From: The Registrar, Supreme Court of Appeal
Please note that the media summary is intended for the benefit of the media and does not form part of the judgment of the Supreme Court of Appeal
DANIEL MUSINGADI & 3 OTHERS v THE STATE
1. The Supreme Court of Appeal today handed down judgment in the appeal of Daniel Musingadi and three others against their convictions for murder and robbery with aggravating circumstances. The case arose out of the robbery and murder of Mrs C M Dercksen on the farm Doornspruit, district Louis Trichardt on 5 July 1993. The appellants were convicted and sentenced in December 1994. The first two appellants were sentenced to death. The court deprecated the unexplained delay in bringing the appeal to hearing. The judgment deals with several questions of procedure and evidence, and with inferential reasoning. It also contains a discussion of the concept of effective disassociation or withdrawal from a conspiracy or common purpose. The discussion shows how difficult courts in several jurisdictions have found it to formulate a precise rule or set of rules, and that the matter appears to be one of degree according to the circumstances of each case.

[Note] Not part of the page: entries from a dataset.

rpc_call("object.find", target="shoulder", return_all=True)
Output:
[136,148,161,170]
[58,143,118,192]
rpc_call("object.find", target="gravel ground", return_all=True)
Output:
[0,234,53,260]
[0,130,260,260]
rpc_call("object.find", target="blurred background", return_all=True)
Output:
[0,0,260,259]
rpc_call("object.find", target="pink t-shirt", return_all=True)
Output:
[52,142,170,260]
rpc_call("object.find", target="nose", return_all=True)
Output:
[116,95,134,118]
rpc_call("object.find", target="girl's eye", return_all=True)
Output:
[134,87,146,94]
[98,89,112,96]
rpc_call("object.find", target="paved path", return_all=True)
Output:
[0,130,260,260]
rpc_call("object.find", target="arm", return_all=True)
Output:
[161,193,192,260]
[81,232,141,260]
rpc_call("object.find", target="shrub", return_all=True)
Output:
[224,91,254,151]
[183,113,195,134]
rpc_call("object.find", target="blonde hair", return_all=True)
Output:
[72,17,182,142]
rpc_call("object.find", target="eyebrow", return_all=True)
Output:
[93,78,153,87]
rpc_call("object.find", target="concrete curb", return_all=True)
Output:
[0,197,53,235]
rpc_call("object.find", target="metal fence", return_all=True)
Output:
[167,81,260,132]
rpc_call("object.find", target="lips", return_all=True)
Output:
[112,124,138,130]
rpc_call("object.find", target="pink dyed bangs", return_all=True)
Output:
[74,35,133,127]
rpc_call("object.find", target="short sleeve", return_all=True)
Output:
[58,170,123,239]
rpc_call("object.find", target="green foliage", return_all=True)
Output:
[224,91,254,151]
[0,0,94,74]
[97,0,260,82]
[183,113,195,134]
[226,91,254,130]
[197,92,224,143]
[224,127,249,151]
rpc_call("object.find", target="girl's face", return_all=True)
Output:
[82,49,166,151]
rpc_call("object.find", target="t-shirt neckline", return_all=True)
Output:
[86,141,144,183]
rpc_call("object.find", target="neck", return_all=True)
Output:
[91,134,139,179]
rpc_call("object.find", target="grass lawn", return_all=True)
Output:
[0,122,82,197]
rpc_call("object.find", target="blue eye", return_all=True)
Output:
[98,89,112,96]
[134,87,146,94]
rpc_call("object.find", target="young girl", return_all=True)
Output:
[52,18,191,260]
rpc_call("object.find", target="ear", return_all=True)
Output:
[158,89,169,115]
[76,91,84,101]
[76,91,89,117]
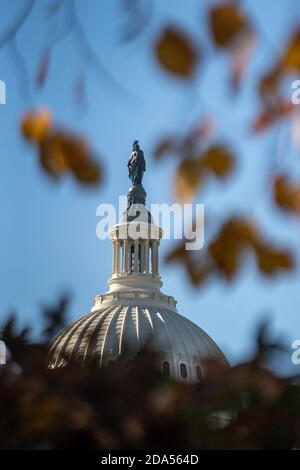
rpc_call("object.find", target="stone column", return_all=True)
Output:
[122,240,128,274]
[144,240,149,274]
[112,240,117,275]
[115,240,120,274]
[133,240,139,273]
[151,240,158,276]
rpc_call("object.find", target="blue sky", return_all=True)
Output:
[0,0,300,372]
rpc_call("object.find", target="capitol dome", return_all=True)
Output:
[49,140,228,382]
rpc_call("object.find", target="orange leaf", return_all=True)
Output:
[273,175,300,216]
[155,26,199,78]
[255,244,294,276]
[175,158,201,202]
[282,30,300,72]
[202,145,234,178]
[210,3,249,48]
[21,109,52,142]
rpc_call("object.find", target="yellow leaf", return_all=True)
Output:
[21,109,53,142]
[273,175,300,216]
[155,26,199,78]
[175,158,201,202]
[283,31,300,72]
[210,3,249,48]
[202,145,234,178]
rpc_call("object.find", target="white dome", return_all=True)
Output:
[49,143,228,382]
[50,305,227,382]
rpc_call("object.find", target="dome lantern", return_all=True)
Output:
[49,141,228,382]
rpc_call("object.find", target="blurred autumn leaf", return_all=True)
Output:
[210,2,249,48]
[175,144,234,202]
[0,308,300,450]
[253,30,300,132]
[209,2,257,90]
[273,175,300,216]
[166,217,294,286]
[154,26,200,79]
[282,29,300,73]
[21,109,102,185]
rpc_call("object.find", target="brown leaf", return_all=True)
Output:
[175,158,201,202]
[252,100,296,134]
[202,145,234,179]
[36,49,51,88]
[210,3,249,48]
[154,26,199,79]
[21,109,53,142]
[22,111,102,185]
[273,175,300,216]
[154,137,178,160]
[282,30,300,72]
[255,244,294,276]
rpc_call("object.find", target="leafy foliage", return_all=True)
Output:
[21,109,102,185]
[167,217,294,286]
[0,306,300,449]
[154,26,199,78]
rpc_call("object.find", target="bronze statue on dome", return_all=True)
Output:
[127,140,146,186]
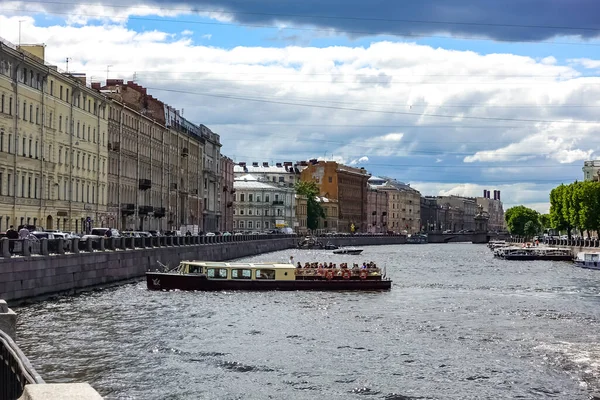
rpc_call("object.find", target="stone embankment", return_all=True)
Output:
[0,235,406,303]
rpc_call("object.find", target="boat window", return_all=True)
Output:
[189,265,202,274]
[206,268,227,279]
[231,269,252,279]
[256,269,275,279]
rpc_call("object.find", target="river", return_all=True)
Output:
[16,244,600,400]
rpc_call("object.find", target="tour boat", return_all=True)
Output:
[146,261,392,291]
[333,247,363,256]
[575,251,600,269]
[494,246,573,261]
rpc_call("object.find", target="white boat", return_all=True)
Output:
[333,247,363,255]
[575,251,600,269]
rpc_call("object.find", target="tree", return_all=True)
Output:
[540,214,552,230]
[504,206,540,236]
[296,181,325,230]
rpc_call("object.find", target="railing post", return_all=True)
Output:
[0,238,11,258]
[40,238,50,256]
[0,300,17,340]
[71,238,79,254]
[21,239,31,257]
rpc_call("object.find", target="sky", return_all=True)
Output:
[0,0,600,212]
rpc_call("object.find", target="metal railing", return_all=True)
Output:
[0,331,45,400]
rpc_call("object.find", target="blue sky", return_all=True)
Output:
[0,0,600,211]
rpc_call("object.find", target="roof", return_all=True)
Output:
[233,165,294,174]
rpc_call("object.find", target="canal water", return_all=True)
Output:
[17,244,600,400]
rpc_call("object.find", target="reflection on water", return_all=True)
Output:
[12,244,600,400]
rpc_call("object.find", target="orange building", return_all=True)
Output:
[300,160,370,232]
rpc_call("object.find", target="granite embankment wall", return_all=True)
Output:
[0,236,406,303]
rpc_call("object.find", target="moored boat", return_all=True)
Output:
[146,261,392,291]
[575,251,600,270]
[494,246,573,261]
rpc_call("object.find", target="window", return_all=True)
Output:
[231,269,252,279]
[256,269,275,279]
[206,268,227,279]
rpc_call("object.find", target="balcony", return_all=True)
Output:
[139,179,152,190]
[138,206,154,215]
[121,203,135,215]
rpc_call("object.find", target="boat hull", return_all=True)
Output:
[500,255,573,261]
[575,260,600,270]
[146,272,392,291]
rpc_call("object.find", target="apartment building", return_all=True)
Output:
[0,39,108,232]
[300,160,370,232]
[233,174,296,231]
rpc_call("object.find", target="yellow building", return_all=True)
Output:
[0,41,108,232]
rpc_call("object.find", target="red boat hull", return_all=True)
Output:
[146,272,392,291]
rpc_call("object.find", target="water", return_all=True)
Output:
[17,244,600,400]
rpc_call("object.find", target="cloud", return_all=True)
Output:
[7,0,600,41]
[350,156,369,165]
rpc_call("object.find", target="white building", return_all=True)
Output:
[233,174,296,231]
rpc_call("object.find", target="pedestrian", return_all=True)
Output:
[19,225,29,239]
[6,225,19,254]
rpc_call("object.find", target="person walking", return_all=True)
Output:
[6,225,19,254]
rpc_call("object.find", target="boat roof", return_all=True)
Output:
[181,261,296,269]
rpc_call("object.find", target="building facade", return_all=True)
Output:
[475,190,506,232]
[233,161,300,188]
[300,160,370,232]
[233,174,296,232]
[367,176,389,233]
[219,156,235,232]
[0,40,108,232]
[100,79,204,231]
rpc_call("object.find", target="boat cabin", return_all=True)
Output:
[176,261,295,281]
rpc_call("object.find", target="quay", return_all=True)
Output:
[0,235,406,304]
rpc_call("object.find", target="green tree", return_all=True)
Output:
[504,206,540,236]
[540,214,552,230]
[296,181,325,230]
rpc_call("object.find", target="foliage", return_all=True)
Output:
[296,181,325,230]
[550,182,600,237]
[504,206,540,236]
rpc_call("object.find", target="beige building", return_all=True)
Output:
[0,40,108,232]
[233,174,296,232]
[369,177,421,233]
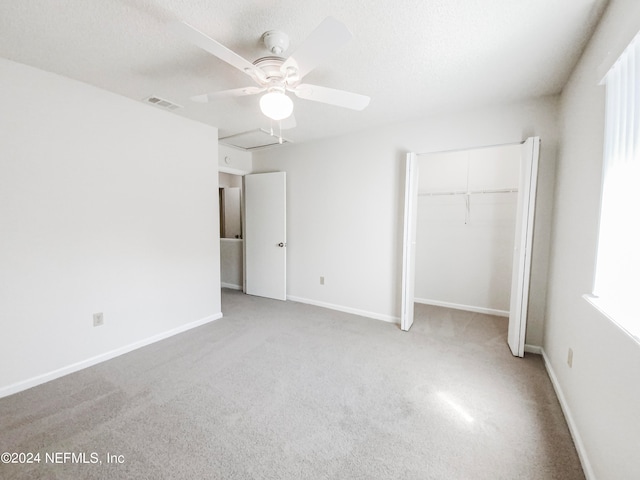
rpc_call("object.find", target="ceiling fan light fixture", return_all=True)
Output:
[260,91,293,120]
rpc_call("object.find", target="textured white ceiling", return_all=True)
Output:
[0,0,608,142]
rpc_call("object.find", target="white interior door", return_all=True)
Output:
[507,137,540,357]
[400,153,418,331]
[244,172,287,300]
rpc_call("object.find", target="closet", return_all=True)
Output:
[400,137,540,357]
[414,145,521,316]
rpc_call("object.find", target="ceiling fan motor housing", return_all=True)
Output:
[262,30,289,55]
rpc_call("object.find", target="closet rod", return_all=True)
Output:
[416,140,526,157]
[418,188,518,197]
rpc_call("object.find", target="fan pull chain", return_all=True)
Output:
[464,193,471,225]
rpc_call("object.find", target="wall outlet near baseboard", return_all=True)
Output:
[93,312,104,327]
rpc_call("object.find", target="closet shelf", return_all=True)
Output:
[418,188,518,197]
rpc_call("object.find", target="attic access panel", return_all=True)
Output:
[220,128,291,150]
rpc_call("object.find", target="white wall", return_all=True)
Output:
[218,143,253,175]
[253,97,557,345]
[0,59,221,395]
[544,0,640,480]
[415,144,522,316]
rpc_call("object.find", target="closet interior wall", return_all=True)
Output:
[415,144,521,316]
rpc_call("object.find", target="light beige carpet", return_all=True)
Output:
[0,291,584,480]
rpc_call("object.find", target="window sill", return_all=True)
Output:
[582,294,640,345]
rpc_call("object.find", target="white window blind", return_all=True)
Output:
[593,34,640,339]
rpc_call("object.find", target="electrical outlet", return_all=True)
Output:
[93,312,104,327]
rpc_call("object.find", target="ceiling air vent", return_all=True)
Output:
[219,128,291,150]
[144,96,182,110]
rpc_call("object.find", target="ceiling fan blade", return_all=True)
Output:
[280,113,298,130]
[281,17,353,78]
[172,22,267,82]
[191,87,266,103]
[293,83,371,110]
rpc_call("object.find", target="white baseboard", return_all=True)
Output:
[0,313,222,398]
[287,295,400,323]
[524,343,542,355]
[413,298,509,317]
[540,348,596,480]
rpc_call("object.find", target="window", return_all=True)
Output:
[591,30,640,342]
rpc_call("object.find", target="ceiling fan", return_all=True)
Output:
[174,17,370,121]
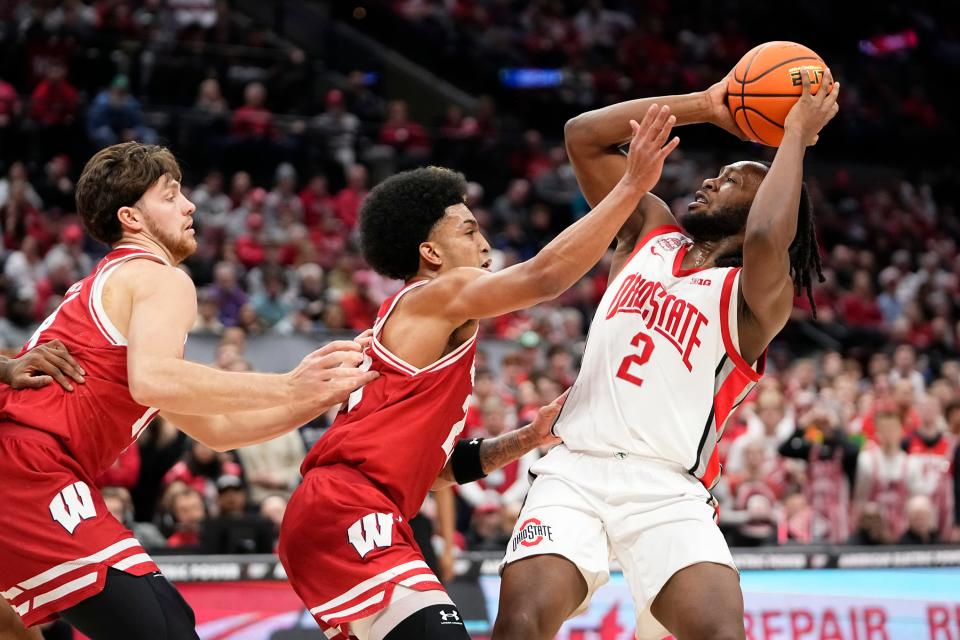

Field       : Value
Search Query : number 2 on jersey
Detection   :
[617,331,653,387]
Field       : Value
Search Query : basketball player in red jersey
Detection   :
[0,340,83,640]
[493,70,839,640]
[0,142,377,640]
[280,106,678,640]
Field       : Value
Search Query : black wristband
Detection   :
[450,438,487,484]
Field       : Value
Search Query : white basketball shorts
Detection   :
[501,444,736,640]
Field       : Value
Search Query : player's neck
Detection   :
[404,267,443,286]
[683,235,743,269]
[111,233,178,266]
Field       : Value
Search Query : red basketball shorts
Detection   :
[0,424,158,627]
[280,466,443,638]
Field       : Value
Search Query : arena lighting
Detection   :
[500,68,563,89]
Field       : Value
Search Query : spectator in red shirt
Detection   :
[163,442,241,500]
[0,78,20,157]
[333,164,368,233]
[30,64,77,127]
[167,489,207,548]
[340,271,377,331]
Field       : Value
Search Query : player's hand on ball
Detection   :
[290,340,380,407]
[3,340,86,391]
[704,70,750,140]
[783,69,840,147]
[530,389,570,447]
[620,104,680,192]
[353,329,373,351]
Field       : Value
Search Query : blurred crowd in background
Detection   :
[0,0,960,564]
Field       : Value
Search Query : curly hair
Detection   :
[76,142,180,245]
[360,167,467,280]
[717,169,824,318]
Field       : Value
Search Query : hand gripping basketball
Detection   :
[620,104,680,192]
[783,69,840,147]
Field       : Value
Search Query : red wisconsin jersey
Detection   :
[0,245,165,477]
[300,280,477,519]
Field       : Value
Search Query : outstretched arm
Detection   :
[161,330,372,451]
[432,391,569,490]
[740,69,840,362]
[564,78,744,279]
[121,260,377,415]
[422,105,679,328]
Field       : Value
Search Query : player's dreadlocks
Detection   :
[717,179,823,318]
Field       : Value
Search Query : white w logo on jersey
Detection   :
[347,513,393,558]
[50,482,97,535]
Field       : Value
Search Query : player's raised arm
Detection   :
[432,105,679,326]
[563,78,744,278]
[126,260,376,415]
[740,69,840,340]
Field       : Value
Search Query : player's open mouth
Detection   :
[687,191,709,209]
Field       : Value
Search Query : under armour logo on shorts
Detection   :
[440,609,460,624]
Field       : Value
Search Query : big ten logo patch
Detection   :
[657,237,685,251]
[513,518,553,551]
[50,482,97,535]
[789,65,823,87]
[347,513,393,558]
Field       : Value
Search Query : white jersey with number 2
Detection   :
[554,225,764,489]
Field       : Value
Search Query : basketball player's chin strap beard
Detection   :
[439,425,541,484]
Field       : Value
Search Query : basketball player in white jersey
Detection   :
[493,71,839,640]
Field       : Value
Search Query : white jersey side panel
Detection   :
[554,226,760,487]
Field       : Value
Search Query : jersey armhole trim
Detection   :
[720,268,767,382]
[621,224,683,271]
[370,280,480,377]
[87,252,167,346]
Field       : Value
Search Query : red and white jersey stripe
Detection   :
[554,225,764,488]
[0,245,166,477]
[0,537,157,624]
[310,560,442,638]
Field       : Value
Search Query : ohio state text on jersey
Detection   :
[554,225,763,488]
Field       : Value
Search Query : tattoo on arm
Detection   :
[480,428,537,473]
[435,460,457,488]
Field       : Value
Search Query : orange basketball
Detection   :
[727,41,826,147]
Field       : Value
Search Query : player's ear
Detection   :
[420,241,443,269]
[117,207,143,233]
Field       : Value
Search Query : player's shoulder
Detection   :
[408,267,490,300]
[114,258,196,294]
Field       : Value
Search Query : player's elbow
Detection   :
[530,253,575,303]
[127,361,171,409]
[563,113,592,153]
[197,430,230,453]
[127,371,165,409]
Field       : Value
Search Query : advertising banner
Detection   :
[158,567,960,640]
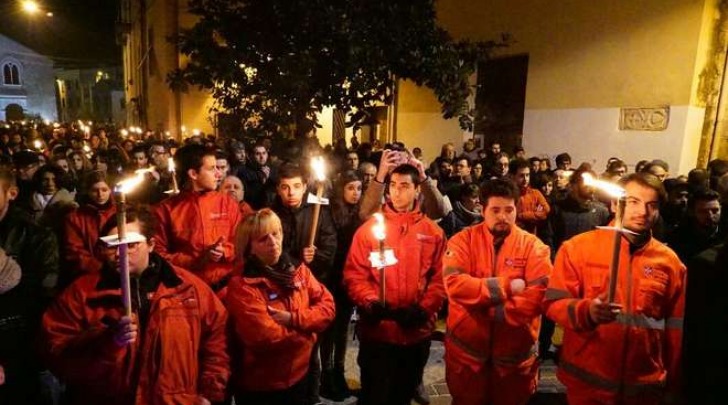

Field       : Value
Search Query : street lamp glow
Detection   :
[23,0,40,14]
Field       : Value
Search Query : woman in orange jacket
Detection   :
[61,171,116,284]
[225,208,335,405]
[40,208,230,405]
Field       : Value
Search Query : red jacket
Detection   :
[156,191,240,290]
[41,260,230,405]
[225,264,335,392]
[344,205,446,345]
[443,224,552,372]
[516,186,551,234]
[61,203,116,278]
[545,230,685,403]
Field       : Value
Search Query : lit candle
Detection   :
[167,157,179,194]
[308,156,326,246]
[581,173,627,303]
[116,169,151,316]
[372,212,387,304]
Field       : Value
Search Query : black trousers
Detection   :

2. The SCA confirmed the convictions of all four appellants. But in the case of the first appellant the court held that it was reasonably possible that he, like appellants 3 and 4, had departed the scene, taking the money with them, before the deceased was strangled to death. They had trussed her up and were aware, from the second appellant’s attempt to poison her, that the second appellant (the domestic worker in the household) was intent on killing the deceased, probably to avoid detection. Their disapproval of the poisoning, and their departure from the scene, did not amount, the SCA held, to an effective disassociation from the murder which had become part of the common purpose. The men should at least have untied the deceased and perhaps have done more to prevent the murder which they knew was imminent and which their prior conduct, unless reversed, would facilitate.
3. The death sentence has been abolished. The two sentences of death were set aside on appeal and replaced by an effective 16 years’ imprisonment in the case of appellant 1, and life imprisonment in the case of appellant 2. The third and fourth appellants were not granted leave to appeal against their sentences.